If adblockers can afford to pay for ads, that means they have a business model, and the one and only adblocker business model is "pay to play", where companies pay adblockers to allow their ads through.


Nagware/scareware (pushing subscriptions on users, possibly with misleading claims) is also a business model I've seen used.

I honestly don't mind the "pay to play" model. It's a way to establish a healthy ad ecosystem. Ad blockers define what they consider acceptable, and collect money. They have an incentive to find a reasonable balance: The less restrictive they are, the more money they make, but the second they go over the line, users will jump to another ad blocker that's more restrictive.

I've intentionally and knowingly tolerated the "acceptable ads" from ABP until they started allowing the Outbrain/Taboola chumboxes. (There even were two versions of those, the normal one full of bright colors, tits and disgusting disease images, and a slightly toned down one for the "acceptable ads" users!)

Since those ads rely on making you psychologically uncomfortable (feeling like you're missing out) unless you engage with their worthless, misleading and unsatisfactory clickbait content, they're 100% unacceptable to me, and ABP lost a user.

If uBlock Origin offered an ad whitelist that only allows ad networks that a) serve only their own JavaScript, no third party crap b) only serve static text and re-encoded static, non-animated images c) have some meaningfully enforced editorial standards, d) have some privacy oversight and follow tracking opt-outs, I would definitely give it a chance.
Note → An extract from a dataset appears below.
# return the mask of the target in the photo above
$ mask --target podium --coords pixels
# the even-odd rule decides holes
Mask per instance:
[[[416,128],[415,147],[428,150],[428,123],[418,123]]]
I don't mind supporting web sites and content creators, and I don't mind seeing relevant ads (which can usually be targeted based on the content I'm looking at just fine).

I do mind having my fan try to reach escape velocity due to crappy JS, getting served malware and exploits, random "this site is trying to play DRM protected video" popups indicating that something is trying to do fingerprinting, 300 different companies getting my browsing data and 20 of them executing code in my browser (code that they haven't written themselves but have been handed by an intermediary of an intermediary), and last but not least graphic images of diseased body parts. Solve these problems, and I won't need to use an ad blocker. Don't solve these problems, and I will put protecting myself over your revenue.

I also mind having to constantly explain to my parents why the new cool product or shop they saw an ad for is an utter scam, and how exactly they'll lose money if they fall for it. I also mind having to constantly scrape crapware and malware from my friends' and relatives' computers, _including Chromebooks_. As long as ads lead to that, I have no choice but to deploy ad blockers.


> If uBlock Origin offered an ad whitelist that only allows ad networks that a) serve only their own JavaScript, no third party crap

Wait, why would an acceptable ad network have JavaScript at all? Maybe a minimal, pre-approved bit of JS to help the network understand where the ad is being placed, but even that is questionable.

Frankly, I consider it somewhere between bizarre and obviously wrong for any serious website that needs to follow HIPPA, PCI, or any other reasonable security standard to allow un-audited third party JS at all.